Rebecca Kingston’s research draws on materials in Bodleian Rare Books collections that illuminate emerging patterns of political language and political ideas in early modern Europe. Here are three of the titles she has consulted, and will discuss in her upcoming Royal Bank of Canada Foundation Lecture at the Weston Library, ‘Eloquence vault mieulx que force’: Vernacular Translations of Plutarch and Political Argument in Renaissance France. [26 May]
The Roman historian Lucian described a Celtic god, Ogmios, as ‘the Gallic Hercules’. Alciatus’s Emblems portrays ‘l’Hercule gaulois’ in a way that emphasises that the strength of this god is not in youth or bodily vigour, but in eloquence. A chain passes from the tongue of Ogmios to the ears of his followers. In the French translation by Jean LeFevre, the accompanying verse is titled ‘Eloquence vault mieux que force,’ and draws attention to ‘… ce qui la marqu[er] de si grand gloire / Que mener gens enchainez a sa langue / Entendre veult: qu’il feist tant bien harengue / Que les Francois pour ses ditz de merveilles’

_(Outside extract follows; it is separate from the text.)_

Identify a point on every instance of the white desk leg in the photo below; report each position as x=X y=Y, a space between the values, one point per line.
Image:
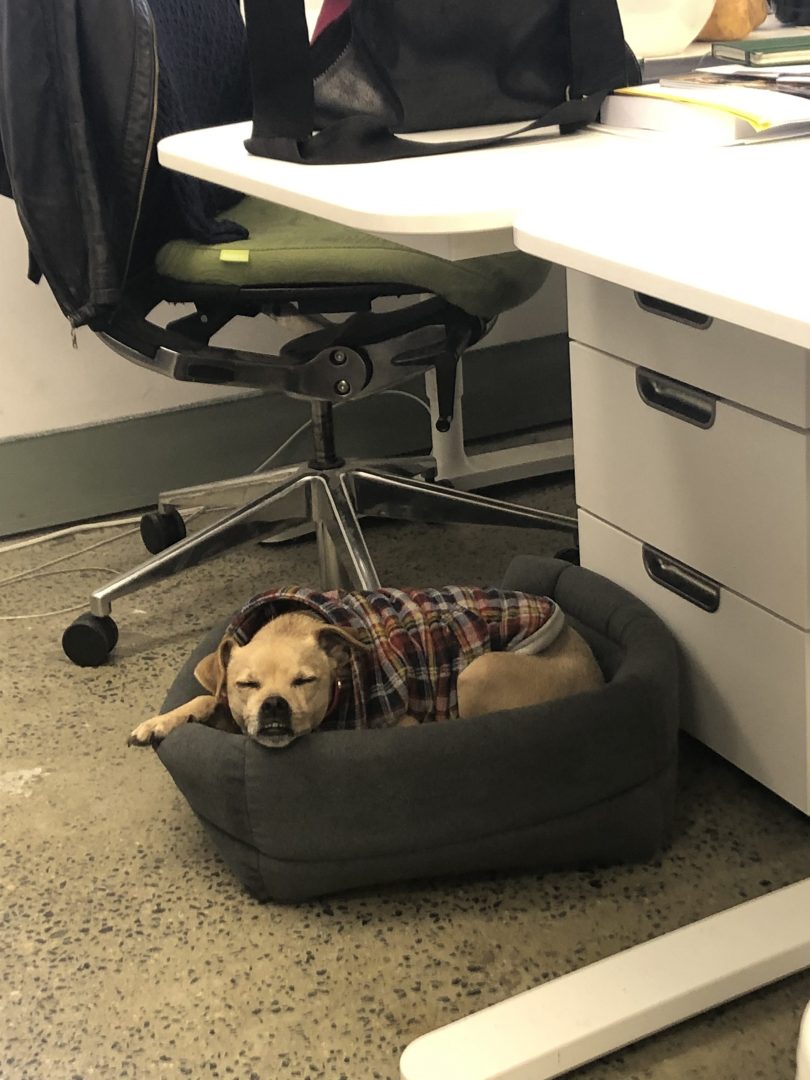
x=469 y=472
x=578 y=1017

The cleric and diplomat Claude de Seyssel (1468-1540) translated Plutarch’s Lives of Antony and Demetrius into the French vernacular: these were individuals whose seeming virtues degenerated, in the changing context of their own times, into political vices. In acknowledging the dangers of kingship conceived as personal rule, Seyssel’s work of political advice to the French king Louis XII, La grant monarchie de France, differed from the writings of his contemporary Niccolo Machiavelli, in firmly placing the king within a necessary structure of the Church, laws, and administration.
Geoffroy Tory (born c. 1480) invoked the theme of ‘l’Hercule gaulois’ in his famous work Champ fleury (1529) as part of a broader defense of the beauty and force of the French vernacular. As official printer to King Francis I, and the translator of several classical works into French, including writings by Plutarch, Tory was also deemed to have been influential in the 1539 Ordinance of Villers-Cotterêts wherein all legal acts and contracts had to be issued in French.
Rebecca Kingston is Professor of Political Science at the University of Toronto. She works in the history of French political thought (1500-1800) and on the emotions in political theory. She is author of Montesquieu and the parlement of Bordeaux (1996), Public Passion (2011) and has edited a number of volumes in both of her areas of research. As RBC Bodleian Fellow she is working on a monograph looking at the changing conceptions of the ‘public’/ ‘la chose publique’ through vernacular translations of Plutarch and early modern French and English political theory. Her talk will explore the concept of la chose publique through the Plutarch translations and political reflections of early 16th century political thinkers in France.